My humble estimation

I'll raise my hand to this one - a couple of weeks ago I very nearly made a huge estimation error. It was on a mega-busy day (planning for an out-of-office trip) and had to be done in short order, so I gave the brief a quick read and dashed off an email to get it off my plate. It bounced back to me within the hour with a polite note saying it looked a little low (which was a diplomatic understatement). By then I had a slightly clearer mind (and workload), was able to issue a quick correction and all was well. So, with the benefit of hindsight, what went wrong?

In order to work this out, I had a good look at my usual estimation process to see if I had missed any steps.

1) Fully understand the project scope
While there probably won't be time to go fully in depth into the solution, you need to understand everything that will require your attention - if there's one area that you're not sure about, chances are it will be the one that comes back to bite you. A quick discussion with the lead developer (or someone involved with scoping the project) can be a great help for this, often uncovering areas that you may otherwise miss.

2) Break it down
This is probably my biggest tip when it comes to estimation - bigger tasks are much harder to gauge, smaller tasks much more tangible. Often I do this as behind-the-scenes work and don't include it in the estimate I send through, usually on a spreadsheet so it's easy to multiply up the repetitive tasks. So if a website has 12 pages, estimate the time needed for one page and multiply up. Cross browser testing? Estimate the time for one browser then scale up. Project managers won't usually need this level of detail, but it can be useful in case you're asked to incorporate a scope change (e.g. a new page, 3 extra browsers) - pump the numbers in the spreadsheet and out pops the new estimate. But bear in mind the next point...

3) Economies of scale
The more you repeat a task, the quicker you can do it; and for something like cross-browser testing, the more browsers you successfully test, the more confidence you'll have in those that remain. You will also have a better idea of the high-risk areas, so the testing can be more focussed. I often pitch a single test on one browser first (to iron out the common issues that would be found everywhere) followed by a check for individual browser quirks.
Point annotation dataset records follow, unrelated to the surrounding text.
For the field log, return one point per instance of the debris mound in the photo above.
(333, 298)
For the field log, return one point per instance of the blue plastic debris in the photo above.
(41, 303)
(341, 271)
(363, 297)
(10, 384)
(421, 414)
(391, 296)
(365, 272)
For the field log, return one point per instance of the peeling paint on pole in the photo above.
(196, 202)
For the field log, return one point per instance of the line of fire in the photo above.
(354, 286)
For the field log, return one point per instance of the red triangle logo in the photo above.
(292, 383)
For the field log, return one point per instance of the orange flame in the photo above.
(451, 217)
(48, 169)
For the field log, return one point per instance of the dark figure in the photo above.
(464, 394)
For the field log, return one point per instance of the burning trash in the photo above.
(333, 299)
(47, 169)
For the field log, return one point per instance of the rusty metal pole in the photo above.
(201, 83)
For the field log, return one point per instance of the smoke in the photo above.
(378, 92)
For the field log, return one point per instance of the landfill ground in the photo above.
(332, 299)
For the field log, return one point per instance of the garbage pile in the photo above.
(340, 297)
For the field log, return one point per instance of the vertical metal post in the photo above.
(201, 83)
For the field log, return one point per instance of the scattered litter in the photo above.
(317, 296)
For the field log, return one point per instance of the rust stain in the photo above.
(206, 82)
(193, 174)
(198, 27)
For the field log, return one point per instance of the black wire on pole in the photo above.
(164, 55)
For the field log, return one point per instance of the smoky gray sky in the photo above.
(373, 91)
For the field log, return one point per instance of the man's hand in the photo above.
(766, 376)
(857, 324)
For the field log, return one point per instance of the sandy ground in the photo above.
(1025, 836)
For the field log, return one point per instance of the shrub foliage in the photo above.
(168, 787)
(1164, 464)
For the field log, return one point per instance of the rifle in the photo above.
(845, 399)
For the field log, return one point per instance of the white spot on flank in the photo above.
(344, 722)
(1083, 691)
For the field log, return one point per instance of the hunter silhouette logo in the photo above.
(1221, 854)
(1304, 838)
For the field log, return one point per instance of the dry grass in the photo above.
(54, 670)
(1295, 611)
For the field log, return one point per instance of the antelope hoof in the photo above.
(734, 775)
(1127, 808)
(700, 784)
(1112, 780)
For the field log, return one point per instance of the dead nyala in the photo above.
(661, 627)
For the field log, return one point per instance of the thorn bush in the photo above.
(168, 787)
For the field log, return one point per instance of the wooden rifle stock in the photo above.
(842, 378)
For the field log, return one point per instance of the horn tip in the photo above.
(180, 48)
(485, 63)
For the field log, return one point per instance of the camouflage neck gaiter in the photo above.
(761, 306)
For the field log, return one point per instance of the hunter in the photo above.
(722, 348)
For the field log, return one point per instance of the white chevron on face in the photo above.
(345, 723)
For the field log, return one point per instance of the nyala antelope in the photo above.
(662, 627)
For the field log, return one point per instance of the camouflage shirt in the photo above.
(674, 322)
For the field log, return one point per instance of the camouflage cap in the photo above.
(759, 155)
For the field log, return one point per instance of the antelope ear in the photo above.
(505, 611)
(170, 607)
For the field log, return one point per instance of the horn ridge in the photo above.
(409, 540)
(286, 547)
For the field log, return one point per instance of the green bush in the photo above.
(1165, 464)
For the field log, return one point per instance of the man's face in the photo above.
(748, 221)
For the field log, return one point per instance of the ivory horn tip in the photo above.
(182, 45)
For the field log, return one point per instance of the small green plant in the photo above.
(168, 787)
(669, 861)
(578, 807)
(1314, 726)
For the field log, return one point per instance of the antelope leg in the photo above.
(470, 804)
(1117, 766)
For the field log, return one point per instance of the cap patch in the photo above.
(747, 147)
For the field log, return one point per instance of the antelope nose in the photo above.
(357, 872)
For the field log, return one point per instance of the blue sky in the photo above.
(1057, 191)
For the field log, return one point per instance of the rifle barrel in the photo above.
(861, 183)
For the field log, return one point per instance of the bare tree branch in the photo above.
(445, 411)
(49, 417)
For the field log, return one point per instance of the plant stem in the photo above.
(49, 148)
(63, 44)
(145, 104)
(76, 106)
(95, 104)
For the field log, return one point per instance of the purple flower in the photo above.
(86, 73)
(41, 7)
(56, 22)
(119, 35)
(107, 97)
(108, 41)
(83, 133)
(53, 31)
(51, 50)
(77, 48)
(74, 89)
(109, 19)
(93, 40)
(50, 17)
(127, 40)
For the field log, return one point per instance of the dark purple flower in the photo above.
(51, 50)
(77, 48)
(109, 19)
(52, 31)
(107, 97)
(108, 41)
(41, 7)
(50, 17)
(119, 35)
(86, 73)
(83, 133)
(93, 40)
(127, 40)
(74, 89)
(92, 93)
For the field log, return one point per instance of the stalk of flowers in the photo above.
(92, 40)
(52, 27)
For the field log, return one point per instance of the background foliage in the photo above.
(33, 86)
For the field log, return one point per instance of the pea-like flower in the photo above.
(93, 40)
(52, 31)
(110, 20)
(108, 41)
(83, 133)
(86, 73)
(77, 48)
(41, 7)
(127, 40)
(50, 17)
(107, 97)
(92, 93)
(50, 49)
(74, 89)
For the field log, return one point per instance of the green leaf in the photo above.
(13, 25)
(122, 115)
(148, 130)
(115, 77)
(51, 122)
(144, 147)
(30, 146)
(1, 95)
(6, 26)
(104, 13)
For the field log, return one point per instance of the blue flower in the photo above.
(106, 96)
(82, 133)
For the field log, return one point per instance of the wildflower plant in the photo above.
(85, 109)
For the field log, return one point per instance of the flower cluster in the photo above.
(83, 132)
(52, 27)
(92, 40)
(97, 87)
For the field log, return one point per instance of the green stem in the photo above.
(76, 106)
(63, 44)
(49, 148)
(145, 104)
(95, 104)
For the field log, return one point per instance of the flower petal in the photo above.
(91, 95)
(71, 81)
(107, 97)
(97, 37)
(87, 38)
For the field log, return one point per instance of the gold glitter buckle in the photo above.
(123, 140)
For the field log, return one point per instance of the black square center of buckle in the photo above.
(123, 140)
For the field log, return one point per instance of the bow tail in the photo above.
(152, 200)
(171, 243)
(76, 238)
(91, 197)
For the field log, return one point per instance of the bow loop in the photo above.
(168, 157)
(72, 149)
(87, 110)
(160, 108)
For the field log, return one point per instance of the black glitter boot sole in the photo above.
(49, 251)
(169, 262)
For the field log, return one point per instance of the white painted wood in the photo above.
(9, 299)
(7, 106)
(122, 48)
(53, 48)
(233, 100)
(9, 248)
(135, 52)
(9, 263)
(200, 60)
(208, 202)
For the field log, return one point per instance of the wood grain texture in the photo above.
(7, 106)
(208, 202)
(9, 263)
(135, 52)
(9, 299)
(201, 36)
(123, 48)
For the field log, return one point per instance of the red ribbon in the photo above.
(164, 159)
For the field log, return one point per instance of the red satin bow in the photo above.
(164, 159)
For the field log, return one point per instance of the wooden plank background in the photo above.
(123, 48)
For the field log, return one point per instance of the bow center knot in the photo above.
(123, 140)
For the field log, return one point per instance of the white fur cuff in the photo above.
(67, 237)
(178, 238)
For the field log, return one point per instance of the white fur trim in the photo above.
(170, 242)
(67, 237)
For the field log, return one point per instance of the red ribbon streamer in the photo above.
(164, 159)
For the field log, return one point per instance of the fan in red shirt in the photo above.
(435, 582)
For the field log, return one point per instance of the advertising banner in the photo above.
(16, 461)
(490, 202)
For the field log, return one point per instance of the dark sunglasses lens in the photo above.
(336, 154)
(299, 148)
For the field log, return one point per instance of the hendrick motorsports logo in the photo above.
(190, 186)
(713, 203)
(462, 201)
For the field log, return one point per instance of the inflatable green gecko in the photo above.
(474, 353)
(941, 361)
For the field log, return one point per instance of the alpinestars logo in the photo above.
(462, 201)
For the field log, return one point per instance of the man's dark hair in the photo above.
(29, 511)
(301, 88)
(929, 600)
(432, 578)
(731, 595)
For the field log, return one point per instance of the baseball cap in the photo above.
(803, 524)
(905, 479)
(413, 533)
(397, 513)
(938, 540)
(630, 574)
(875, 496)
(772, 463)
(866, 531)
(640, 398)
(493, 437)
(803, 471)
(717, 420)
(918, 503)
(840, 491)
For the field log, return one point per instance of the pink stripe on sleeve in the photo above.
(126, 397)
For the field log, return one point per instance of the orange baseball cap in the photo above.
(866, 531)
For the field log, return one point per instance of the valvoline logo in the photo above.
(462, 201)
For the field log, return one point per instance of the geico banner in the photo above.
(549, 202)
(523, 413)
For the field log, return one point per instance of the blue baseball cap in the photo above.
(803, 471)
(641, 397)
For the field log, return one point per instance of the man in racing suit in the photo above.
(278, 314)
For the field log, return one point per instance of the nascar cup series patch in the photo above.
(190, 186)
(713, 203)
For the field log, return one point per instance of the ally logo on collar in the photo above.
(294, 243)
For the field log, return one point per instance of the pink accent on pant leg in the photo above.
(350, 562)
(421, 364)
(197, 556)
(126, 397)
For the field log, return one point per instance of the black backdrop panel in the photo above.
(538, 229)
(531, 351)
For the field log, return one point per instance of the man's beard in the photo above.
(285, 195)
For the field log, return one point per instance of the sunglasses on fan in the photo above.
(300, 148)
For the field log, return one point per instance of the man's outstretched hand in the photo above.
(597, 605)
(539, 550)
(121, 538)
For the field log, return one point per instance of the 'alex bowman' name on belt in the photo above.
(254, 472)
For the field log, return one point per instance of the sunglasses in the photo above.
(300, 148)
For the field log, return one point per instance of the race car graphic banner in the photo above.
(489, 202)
4) Estimate for the full project, not one cycle
It's an easy mistake to make - remember that you are asking for the time you will need for all of the testing, not just the initial test and defect raising; you need to build in time for other activities such as retesting of defects, regression testing, integration testing etc.

5) Include options
Testers don't fix bugs; they make the project team aware of them. Similarly, an estimate does not have to be a hard-and-fast number - if there are dependencies or options, list these and let the PM make the decision about what they will present before the client.

6) Look for problems
Techniques like Three-point estimation allow you to look at the best and worst case scenarios as well as the likely route (which is what people naturally focus on). While I wouldn't necessarily go to the lengths of putting numbers against the extreme cases, it's worth at least thinking about what could go wrong to get an idea of how your time will be impacted if it does. If there's a possibility of an area being tricky, giving yourself a bit of leeway in the timings is always worthwhile.

7) Do a sense check against the development time
Looking back at old project data, you should be able to get a feel for the ratio between the time taken for test compared to development; I used to pitch this at about 20%, but in recent years I've found it more comfortable to allow 25-30% of development time (which either means the developers are more efficient or the testing has got harder). That will of course depend on the nature of the project - particularly where a lot of cross-browser testing is involved, the test time may well be much higher, or conversely a very technical build that has little impact on the front end may require a smaller proportion.

8) List the risks
If you spot anything that might cause the project to blow up while researching your estimate, make a note of it and let the team know. They may be able to set your mind at rest, or (as has happened to me in the past) they might suddenly revise their own estimates to account for it. It's also worth listing out dependencies you can foresee (e.g. client must supply logins, data etc.) as the project should not have to bear the brunt of any time lost due to failures out of the project team's control.

So where did I go wrong? Well, it was a combination of an error in 1) and missing out 7). I had thought we were implementing an off-the-shelf product; it turns out that it was much more bespoke than I had imagined, so the development time was a lot higher. In turn, the individual cases that I thought could all be tested as one would have to be taken individually (i.e. I had assumed it would either work or it wouldn't, whereas it actually needed a lot of cases to be thoroughly checked). Secondly, I had not asked for the developer's estimate to compare against - as soon as I saw their numbers I knew I had misjudged the scale. Fortunately, the way I had broken down the testing was proportionally correct, so all I had to do was scale everything up. I was also lucky to have one of the rare gems; an understanding Project Manager (at least in my estimation).